StatCave 7: Control vs. Certainty

Why is it that everyone who manages AdWords has some degree of difficulty getting the intended output? There's an underlying compromise, a balance, between two types of desirable account behavior, and it's happening regardless of the type of bidding solution you use, or whether or not you're even aware of it.

Click here to see Veritasium's video on Regression to the Mean.

Transcript:

If you have ever managed ad words, then you've struggled to hit a particular return on ad spend target, that's just fundamental to the entire experience of managing ads. But why is it so difficult? Well it turns out that there's this constant balance between the amount of control you have, and the amount of statistical certainty you have on your decisions.

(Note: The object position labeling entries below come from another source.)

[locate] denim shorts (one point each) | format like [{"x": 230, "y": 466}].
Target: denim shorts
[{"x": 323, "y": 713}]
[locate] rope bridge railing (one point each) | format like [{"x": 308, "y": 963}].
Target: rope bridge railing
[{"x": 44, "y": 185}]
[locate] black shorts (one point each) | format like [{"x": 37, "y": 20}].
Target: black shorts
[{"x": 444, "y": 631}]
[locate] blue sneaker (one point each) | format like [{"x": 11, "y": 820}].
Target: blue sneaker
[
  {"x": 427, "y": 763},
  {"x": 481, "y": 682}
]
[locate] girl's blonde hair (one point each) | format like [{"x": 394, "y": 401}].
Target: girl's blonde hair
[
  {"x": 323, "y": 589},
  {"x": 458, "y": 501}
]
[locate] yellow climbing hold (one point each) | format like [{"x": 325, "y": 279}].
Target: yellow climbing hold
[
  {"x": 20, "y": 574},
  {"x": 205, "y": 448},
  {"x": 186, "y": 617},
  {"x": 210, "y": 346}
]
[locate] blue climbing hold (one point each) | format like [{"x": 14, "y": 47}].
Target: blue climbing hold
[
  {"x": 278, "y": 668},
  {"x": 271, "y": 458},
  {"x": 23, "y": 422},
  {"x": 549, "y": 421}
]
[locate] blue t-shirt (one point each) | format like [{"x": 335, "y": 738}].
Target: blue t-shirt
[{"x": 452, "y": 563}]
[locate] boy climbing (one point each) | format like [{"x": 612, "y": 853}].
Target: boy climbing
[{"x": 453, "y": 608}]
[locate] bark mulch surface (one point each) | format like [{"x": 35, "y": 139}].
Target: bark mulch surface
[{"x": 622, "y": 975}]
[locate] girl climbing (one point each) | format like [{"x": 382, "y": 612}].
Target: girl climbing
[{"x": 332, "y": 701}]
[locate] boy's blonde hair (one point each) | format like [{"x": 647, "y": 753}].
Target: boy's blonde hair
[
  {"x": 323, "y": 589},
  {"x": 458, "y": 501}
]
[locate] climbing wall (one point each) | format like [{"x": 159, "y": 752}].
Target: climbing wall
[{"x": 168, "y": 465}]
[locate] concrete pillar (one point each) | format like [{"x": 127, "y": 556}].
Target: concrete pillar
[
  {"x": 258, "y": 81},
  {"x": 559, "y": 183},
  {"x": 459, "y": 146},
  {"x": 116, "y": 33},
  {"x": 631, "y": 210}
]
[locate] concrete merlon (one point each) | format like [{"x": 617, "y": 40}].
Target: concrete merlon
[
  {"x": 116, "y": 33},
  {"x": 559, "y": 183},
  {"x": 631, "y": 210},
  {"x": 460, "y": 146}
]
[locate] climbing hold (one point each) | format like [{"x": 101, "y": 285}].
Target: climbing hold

So we'll dive into exactly what causes this conflict between these two competing sides, and some recommendations for how to mitigate that problem.

To start with, we need to look at how bidding works fundamentally, and it's actually really, really simple. You start by understanding how much of your revenue you're willing to spend on your ads, and that is called a cost of sale target, and it's generally shown as a percentage, it's just the reciprocal of your return on ad spend target. Then you need to know how much revenue you're getting per click, that's simple division, and the resulting metric is called value per click. You multiply these two together, which is a very simple bit of math, and you find out exactly what you're intended target CPC ought to be.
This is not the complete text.